Hoy cumplo nueve días en huelga de hambre. Me habían tirado desnudo en el calabozo y se olvidaron de mí. Apenas veo las manos. Desde que amanece tengo sudoraciones por el calor, y en la noche me cuesta conciliar el sueño por el frío. La cama de concreto fundido provoca punzadas en la parte del cuerpo que reposa. En las madrugadas escucho voces que llaman de celdas contiguas.

Cuando me trasladaron de prisión, el Jefe de Orden Interior esperaba junto a diez guardias; con razón los reclusos notaron una maniobra inusual que los mantuvo expectantes. Se corrió la voz que traerían a alguien peligroso, hubo quien comentó si sería un monstruo parecido a Lecter el caníbal, provocando temor en la población carcelaria, hasta que supieron por mi condición de plantado, que se trataba de un político. Me lo cuenta el preso más cercano, dice alegrarse de que soy buena persona porque así no dañaré a los elefantes. Quedo callado intentando entender la broma. Luego asegura que pastan afuera. ¿De qué hablas?, interrogo. ¡Acaso no puedes verlos!, responde.
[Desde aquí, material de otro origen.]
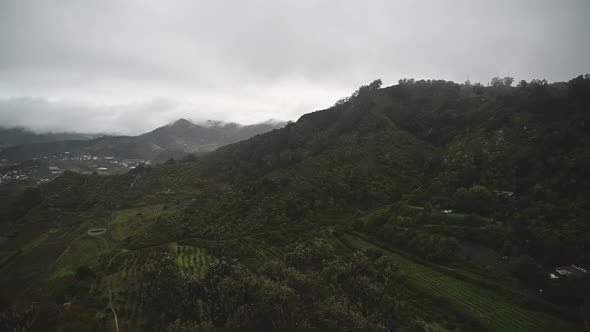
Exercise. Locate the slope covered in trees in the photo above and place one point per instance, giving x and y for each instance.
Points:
(344, 219)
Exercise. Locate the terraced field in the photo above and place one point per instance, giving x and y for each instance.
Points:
(491, 309)
(126, 283)
(37, 258)
(191, 260)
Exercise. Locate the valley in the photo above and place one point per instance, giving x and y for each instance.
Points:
(363, 216)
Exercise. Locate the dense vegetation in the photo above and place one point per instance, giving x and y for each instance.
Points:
(174, 140)
(391, 210)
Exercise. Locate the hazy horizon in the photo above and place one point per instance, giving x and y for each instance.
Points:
(113, 67)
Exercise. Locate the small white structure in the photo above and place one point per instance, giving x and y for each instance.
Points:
(570, 270)
(96, 231)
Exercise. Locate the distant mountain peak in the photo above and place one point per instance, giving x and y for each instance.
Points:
(182, 122)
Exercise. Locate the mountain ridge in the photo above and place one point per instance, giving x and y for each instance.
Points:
(174, 140)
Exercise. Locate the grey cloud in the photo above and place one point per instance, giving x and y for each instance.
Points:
(242, 60)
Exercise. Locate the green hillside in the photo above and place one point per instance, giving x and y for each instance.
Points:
(339, 221)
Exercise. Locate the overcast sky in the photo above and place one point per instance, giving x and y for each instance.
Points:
(130, 66)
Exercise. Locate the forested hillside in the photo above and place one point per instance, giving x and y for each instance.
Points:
(423, 206)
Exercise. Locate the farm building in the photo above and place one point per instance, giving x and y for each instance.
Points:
(570, 270)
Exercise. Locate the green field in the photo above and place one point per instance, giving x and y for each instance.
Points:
(491, 309)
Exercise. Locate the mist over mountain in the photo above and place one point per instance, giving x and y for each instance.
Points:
(173, 140)
(458, 198)
(19, 136)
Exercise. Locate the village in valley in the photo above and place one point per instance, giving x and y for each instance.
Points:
(41, 170)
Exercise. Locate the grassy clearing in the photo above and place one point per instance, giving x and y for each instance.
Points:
(83, 251)
(492, 310)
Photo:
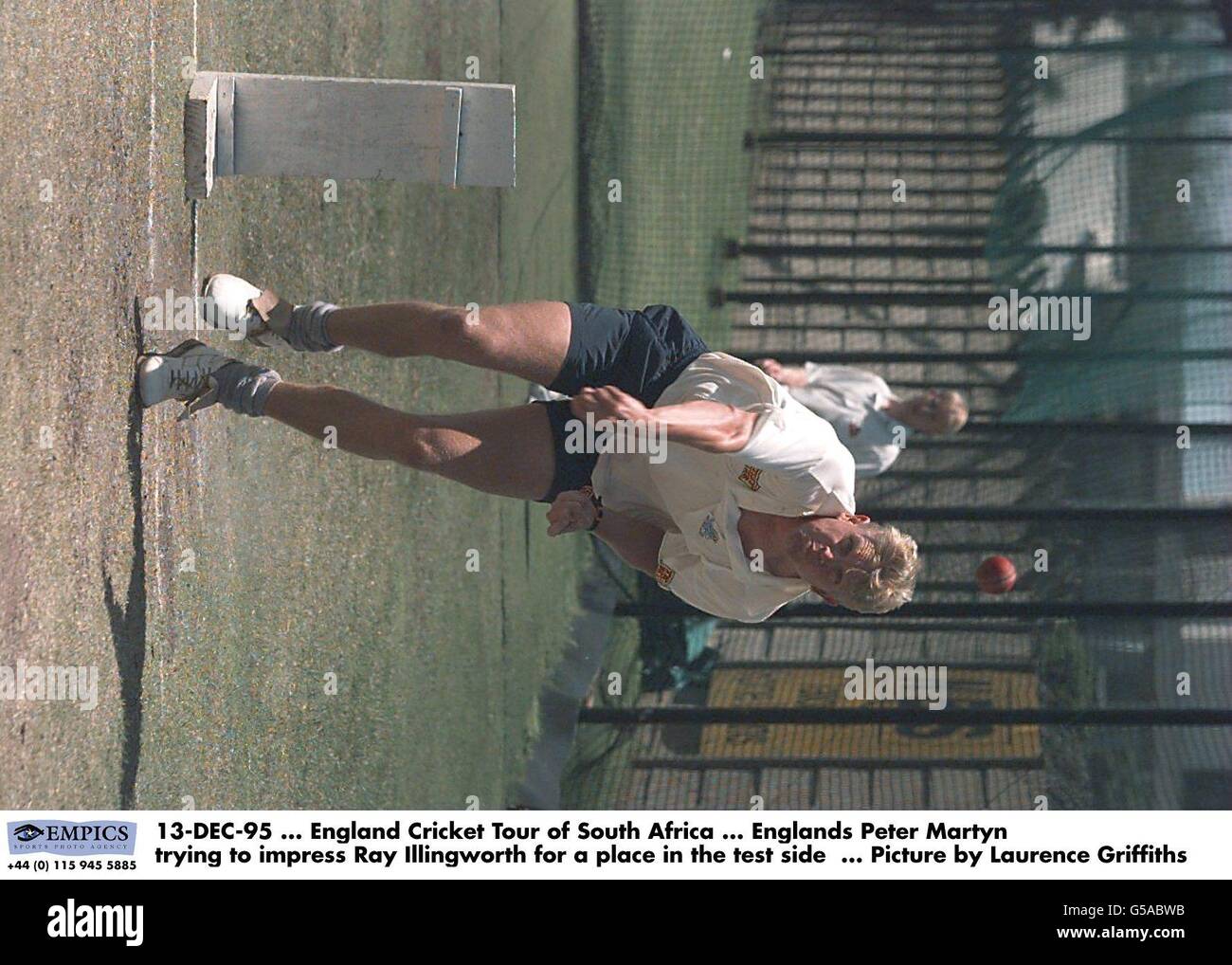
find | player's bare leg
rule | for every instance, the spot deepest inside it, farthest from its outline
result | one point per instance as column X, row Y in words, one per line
column 503, row 451
column 526, row 339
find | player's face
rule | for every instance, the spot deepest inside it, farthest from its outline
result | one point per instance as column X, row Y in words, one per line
column 828, row 547
column 929, row 411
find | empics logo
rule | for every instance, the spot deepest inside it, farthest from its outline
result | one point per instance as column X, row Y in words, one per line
column 72, row 837
column 97, row 920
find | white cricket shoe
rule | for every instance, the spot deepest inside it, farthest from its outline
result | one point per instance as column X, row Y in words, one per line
column 185, row 373
column 230, row 303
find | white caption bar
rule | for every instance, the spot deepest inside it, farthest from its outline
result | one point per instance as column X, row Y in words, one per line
column 684, row 845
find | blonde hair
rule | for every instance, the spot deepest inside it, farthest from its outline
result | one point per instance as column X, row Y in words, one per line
column 955, row 410
column 891, row 579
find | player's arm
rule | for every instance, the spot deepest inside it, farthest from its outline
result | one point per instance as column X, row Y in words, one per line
column 635, row 541
column 713, row 427
column 793, row 376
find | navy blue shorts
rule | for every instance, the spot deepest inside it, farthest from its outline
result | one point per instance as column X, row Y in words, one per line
column 640, row 353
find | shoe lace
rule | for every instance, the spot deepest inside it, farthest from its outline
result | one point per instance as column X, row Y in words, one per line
column 189, row 380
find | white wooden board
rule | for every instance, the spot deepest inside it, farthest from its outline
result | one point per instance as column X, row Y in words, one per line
column 275, row 126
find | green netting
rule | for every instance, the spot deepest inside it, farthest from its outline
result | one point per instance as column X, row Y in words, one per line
column 1092, row 205
column 666, row 93
column 1066, row 185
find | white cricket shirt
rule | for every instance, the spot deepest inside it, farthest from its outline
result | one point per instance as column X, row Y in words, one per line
column 792, row 464
column 850, row 401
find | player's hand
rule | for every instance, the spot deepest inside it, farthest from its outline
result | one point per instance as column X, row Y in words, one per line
column 608, row 402
column 770, row 366
column 571, row 512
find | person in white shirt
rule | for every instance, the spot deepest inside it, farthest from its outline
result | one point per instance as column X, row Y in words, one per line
column 869, row 419
column 739, row 500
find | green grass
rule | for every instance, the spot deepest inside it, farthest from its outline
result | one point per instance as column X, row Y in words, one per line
column 312, row 570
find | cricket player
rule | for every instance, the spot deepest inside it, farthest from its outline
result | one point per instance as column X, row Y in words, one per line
column 869, row 419
column 746, row 505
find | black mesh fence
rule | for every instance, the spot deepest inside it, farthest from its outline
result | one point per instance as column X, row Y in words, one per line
column 908, row 163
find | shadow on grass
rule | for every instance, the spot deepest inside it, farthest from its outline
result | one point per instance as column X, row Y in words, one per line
column 128, row 621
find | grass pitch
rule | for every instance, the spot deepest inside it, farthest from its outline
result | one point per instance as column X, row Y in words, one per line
column 275, row 624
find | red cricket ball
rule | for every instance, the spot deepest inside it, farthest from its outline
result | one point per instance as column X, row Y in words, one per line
column 996, row 574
Están ahí, delante de tus ojos, afirma, detrás de esa aparente oscuridad. Su piel es de un verde raro. Y miro con insistencia porque deseo divisarlos, lo necesito, y la vista se extravía en la intensidad, semejante a un papalote que al partir el hilo se hace cómplice del viento y se eleva hasta perderse entre las nubes, caigo en el vacío, un mareo me remueve, giro, actúa como droga, me traslada en tiempo y espacio; entonces comienzo por percibir un movimiento tenue, hojas movidas por el aire, huelo a tierra y a hierba húmedas de rocío, y veo a los mastodontes en su hábitat natural, danzando sus trompas, acompasadas por la melodía del oboe de Dios.
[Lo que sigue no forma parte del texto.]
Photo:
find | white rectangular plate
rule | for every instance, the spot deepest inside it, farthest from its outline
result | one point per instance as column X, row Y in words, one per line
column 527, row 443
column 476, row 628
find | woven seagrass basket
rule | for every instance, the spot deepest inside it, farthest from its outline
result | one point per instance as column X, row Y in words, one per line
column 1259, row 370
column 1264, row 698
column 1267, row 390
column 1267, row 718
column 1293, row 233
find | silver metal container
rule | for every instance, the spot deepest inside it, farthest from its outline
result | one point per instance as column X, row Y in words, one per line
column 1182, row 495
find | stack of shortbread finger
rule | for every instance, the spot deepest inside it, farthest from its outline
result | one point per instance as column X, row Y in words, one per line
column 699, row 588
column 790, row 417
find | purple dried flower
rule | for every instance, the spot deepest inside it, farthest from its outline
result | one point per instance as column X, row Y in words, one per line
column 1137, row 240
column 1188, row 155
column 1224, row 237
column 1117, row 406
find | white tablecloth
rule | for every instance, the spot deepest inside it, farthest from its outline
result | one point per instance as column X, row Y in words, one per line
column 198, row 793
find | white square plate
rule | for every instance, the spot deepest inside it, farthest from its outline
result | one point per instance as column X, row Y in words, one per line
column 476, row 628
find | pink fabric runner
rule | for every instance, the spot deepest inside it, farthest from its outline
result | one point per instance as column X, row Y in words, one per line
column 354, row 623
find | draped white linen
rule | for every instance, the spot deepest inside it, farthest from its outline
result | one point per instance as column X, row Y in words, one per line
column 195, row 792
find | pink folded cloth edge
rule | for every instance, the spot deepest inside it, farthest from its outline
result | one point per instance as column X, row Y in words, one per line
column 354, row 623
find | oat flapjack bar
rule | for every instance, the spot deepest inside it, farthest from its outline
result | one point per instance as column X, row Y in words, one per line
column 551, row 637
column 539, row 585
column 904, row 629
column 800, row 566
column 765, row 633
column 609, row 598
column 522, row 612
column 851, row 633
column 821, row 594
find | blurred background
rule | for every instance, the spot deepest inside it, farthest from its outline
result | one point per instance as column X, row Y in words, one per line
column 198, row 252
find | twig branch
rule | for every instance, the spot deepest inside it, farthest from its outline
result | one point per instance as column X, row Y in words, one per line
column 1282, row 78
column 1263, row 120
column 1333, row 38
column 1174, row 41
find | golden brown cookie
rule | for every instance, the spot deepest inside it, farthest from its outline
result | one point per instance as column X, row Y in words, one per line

–¡Disfrutaste! –interrumpe el vecino–. Ahora descansa del extenso viaje… Yo vigilo y los protejo.

Me siento extenuado, el cuerpo sudoroso. Las piernas engarrotadas como si hubiese atravesado la selva. Una sed impertinente araña mi garganta, gatos que apuran su escapada. Me duermo en el letargo de un desmayo.
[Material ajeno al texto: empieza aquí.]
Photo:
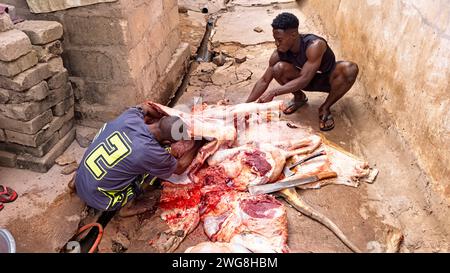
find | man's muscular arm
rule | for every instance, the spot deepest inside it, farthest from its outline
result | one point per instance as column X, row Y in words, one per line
column 314, row 54
column 263, row 83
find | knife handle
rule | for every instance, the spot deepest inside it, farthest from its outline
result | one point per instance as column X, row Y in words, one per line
column 326, row 175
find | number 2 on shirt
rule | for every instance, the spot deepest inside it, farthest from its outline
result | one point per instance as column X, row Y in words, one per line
column 112, row 152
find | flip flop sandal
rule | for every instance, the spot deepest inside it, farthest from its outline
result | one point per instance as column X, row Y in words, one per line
column 7, row 195
column 295, row 106
column 323, row 120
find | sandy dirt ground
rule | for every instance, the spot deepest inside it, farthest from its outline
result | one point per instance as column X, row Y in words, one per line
column 398, row 200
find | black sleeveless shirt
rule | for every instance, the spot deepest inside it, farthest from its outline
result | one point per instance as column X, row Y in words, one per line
column 328, row 59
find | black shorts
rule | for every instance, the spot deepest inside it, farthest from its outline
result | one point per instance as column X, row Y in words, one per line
column 320, row 82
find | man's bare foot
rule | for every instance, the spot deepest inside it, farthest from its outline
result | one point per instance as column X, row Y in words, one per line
column 326, row 121
column 297, row 102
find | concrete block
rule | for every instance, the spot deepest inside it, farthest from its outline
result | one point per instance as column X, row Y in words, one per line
column 43, row 135
column 61, row 108
column 27, row 78
column 59, row 79
column 29, row 110
column 85, row 135
column 79, row 87
column 7, row 159
column 66, row 128
column 44, row 6
column 29, row 127
column 4, row 95
column 96, row 30
column 43, row 164
column 13, row 44
column 56, row 65
column 39, row 151
column 41, row 32
column 5, row 22
column 91, row 65
column 173, row 18
column 48, row 51
column 10, row 69
column 35, row 93
column 163, row 60
column 174, row 72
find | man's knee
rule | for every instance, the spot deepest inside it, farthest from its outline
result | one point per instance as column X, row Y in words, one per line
column 349, row 71
column 280, row 70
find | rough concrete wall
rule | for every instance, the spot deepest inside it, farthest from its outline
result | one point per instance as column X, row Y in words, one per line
column 116, row 53
column 403, row 50
column 154, row 36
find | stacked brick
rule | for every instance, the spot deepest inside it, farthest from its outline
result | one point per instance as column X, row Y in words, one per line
column 36, row 98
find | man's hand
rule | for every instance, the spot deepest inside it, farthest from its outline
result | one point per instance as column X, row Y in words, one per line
column 267, row 96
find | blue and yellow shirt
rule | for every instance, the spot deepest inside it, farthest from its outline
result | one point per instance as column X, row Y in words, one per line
column 123, row 155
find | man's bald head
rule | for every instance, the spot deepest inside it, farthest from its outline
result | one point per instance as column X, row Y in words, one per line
column 172, row 129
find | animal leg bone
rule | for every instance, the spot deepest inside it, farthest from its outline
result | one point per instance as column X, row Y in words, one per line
column 293, row 198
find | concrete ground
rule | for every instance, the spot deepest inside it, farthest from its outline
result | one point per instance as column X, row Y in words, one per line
column 399, row 199
column 45, row 215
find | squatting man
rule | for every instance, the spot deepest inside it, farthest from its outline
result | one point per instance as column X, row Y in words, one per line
column 304, row 62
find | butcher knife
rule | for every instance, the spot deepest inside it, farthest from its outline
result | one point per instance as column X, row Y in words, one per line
column 289, row 183
column 288, row 169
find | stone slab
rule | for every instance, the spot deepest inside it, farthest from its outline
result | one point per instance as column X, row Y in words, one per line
column 41, row 32
column 61, row 108
column 43, row 135
column 85, row 135
column 43, row 164
column 5, row 22
column 39, row 151
column 29, row 110
column 35, row 93
column 28, row 127
column 26, row 79
column 48, row 51
column 7, row 159
column 58, row 80
column 44, row 6
column 10, row 69
column 13, row 44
Ignoro al Director del penal que con amenazas intenta que vuelva a comer. Después que se va, los presos preguntan si voy a mantenerme, asustados de que abandone gritan que soy como Mandela, les estás ganando, los tienes preocupados, no te quites.

Sienten mi risa y aplauden.

–Se queda –avisa el que se hace llamar Isla.

Esa noche me visitan los mareos, apenas hago un movimiento la oscuridad da vuelta. No sabía que en medio de la nada puedo perder un punto que, aunque no logre ubicarlo, existe.

Constantemente los presos se interesan en cómo sigo, con responderles “sigo” es suficiente. Rechazo a los médicos que vienen a tomarme los signos vitales. Lo peor no es ni siquiera el hambre que desaparece a partir del tercer día, es el miedo a perder los dientes, la visión, vomitar sangre y después ya no ser el mismo si sucede lo peor: quedar vivo; pero el sacrificio vale, porque un grito en la penumbra rompe con luz propia en el pecho que recibe la agonía.

Entonces en aquella soledad, una voz cercana me llama por el sobrenombre de Mandela y no respondo, no deseo ser otro, definitivamente no lo acepto. Me surge la desconfianza, pueden ser ensueños, juegos de la imaginación, trampas mentales que quieren salvarme. Pero insiste, soy yo Isla, me sacaron a pelar, dice y me acerco a la reja, ¿qué?; sé fuerte, pide, resiste, estamos orgullos por ti, nos vemos representados en tu lucha, si haces venir a los Fiscales tendrán que tenernos en cuenta a nosotros también. Como somos causas comunes no les importamos, explica, nunca escucharon a los dos que murieron meses atrás en esa misma celda donde estás. He tragado vidrios, cucharas, sin lograr llamar la atención sobre mis quejas, exigiendo mis derechos contra las injusticias cometidas. No les interesamos.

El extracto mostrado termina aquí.